I am Cyrus, king of the universe, the great king, the powerful king, king of Babylon, king of Sumer and Akkad (ancient territories under Babylonian rule), king of the four quarters of the world, son of Cambyses, the great king, king of the city of Anshan, grandson of Cyrus, the great king, ki[ng of the ci]ty of Anshan, descendant of Teispes, the great king, king of the city of Anshan.

The Persians under Cyrus now controlled a large empire stretching from the Ionian Greek city-states on the western seaboard of Asia Minor to Persia. At some stage (we do not know exactly when) Cyrus also conquered Central Asia. It was an extraordinary rise. At its fullest extent and for the first time in the history of the Middle East, countries from the river Indus to the Balkans, from Central Asia to Upper Egypt were incorporated into a single political system.

Cyrus the Great, as he came to be known, did not have many years to enjoy his achievements. He continued aggressively campaigning in the east of his domains. In 539 he fought with an Iranian nomadic confederation, the Massagetae, who probably roamed lands south of the Caspian Sea and who were then ruled by a queen. The Persians captured her son, who felt so shamed that he killed himself at the first opportunity.

His enraged mother assembled all her forces and defeated the Persians in a great battle during which Cyrus lost his life. She found his corpse on the battlefield and stuffed its head into a wineskin filled with blood. “I said I would make you have your fill of blood.”

His tomb, set in a park, was a modest stone building with a gabled roof and two small stone doors, standing on a stepped platform. The monument survives, although the body and grave goods are long gone. Apparently it once contained a golden bed, a table with drinking cups on it, a golden coffin, and various ornaments studded with jewels. There was also an inscription on the tomb. According to the first-century B.C. geographer Strabo, this read:

O man, I am Cyrus. I won an empire for the Persians, and was king of Asia.

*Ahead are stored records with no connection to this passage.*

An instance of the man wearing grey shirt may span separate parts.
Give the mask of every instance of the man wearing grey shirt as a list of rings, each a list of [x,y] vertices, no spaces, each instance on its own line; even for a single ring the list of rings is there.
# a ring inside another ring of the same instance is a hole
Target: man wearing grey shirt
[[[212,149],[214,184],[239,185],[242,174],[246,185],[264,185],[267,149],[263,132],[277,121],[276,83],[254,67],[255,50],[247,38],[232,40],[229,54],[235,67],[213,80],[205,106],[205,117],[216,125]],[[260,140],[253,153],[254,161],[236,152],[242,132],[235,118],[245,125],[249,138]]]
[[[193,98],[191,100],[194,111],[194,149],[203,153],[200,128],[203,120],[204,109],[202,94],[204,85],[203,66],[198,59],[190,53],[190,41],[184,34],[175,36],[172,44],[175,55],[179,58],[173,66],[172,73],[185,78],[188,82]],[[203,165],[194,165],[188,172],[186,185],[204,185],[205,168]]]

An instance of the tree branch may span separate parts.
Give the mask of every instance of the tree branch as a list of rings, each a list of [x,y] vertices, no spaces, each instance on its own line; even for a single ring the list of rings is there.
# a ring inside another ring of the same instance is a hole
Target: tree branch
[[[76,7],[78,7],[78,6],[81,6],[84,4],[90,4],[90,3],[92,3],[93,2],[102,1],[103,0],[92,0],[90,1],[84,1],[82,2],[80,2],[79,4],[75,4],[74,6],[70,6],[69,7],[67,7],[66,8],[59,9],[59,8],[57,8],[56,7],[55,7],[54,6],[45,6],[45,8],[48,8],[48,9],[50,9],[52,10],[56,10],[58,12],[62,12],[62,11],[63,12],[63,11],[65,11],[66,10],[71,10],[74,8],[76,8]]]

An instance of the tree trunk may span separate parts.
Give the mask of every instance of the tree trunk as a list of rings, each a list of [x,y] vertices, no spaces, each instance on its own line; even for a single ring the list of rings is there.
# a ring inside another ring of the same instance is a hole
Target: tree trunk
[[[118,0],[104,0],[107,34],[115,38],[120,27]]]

So do not grudge me this monument.

How was this enormous empire run? It is a hard question to answer, for the Persians left behind them no books of political theory, nor descriptions of their system of government, nor even a history of their times. However, there is no question but that the Achaemenid dynasty (so-called after its founder, Achaemenes, an early king of Persia) that Cyrus founded was autocratic. The Great King, as he was called, lived in splendid and solemn state. He was divinely appointed and divinely accountable.

Distances from the imperial capitals of Susa and Persepolis to the farthest provinces were so great that it was essential to make communications as speedy as possible. A highway, called the Royal Road, was created that ran from Sardis, Croesus’s old base, to Susa. At intervals all along the way, more than one hundred posthouses were established where royal messengers and public officials could obtain a change of horses, food, and rooms for the night. Sometimes this express service operated around the clock; night messengers succeeded day messengers in relays. “Nothing prevents these couriers,” comments Herodotus, “from completing their allotted course in the quickest possible time—neither snow, rain, heat or darkness.” Even so travel was painfully slow, for nothing could go faster than a horse. According to the indefatigably curious historian, “the distance from Sardis to what is called the Palace of Memnon [at Susa] will be 13,500 furlongs. Thus those travelling at a rate of 150 furlongs a day, will take just ninety days to make the journey.”

Clay tablets have been unearthed at Persepolis that record officials’ traveling expenses. As this typical example shows, the Persians ran an efficient bureaucracy: “1:5 [?] quarts of flour supplied by Bakadusda. Muska received, as a fast messenger. He went from the King to Zissawis. He carried a sealed document of the King. In the tenth month.”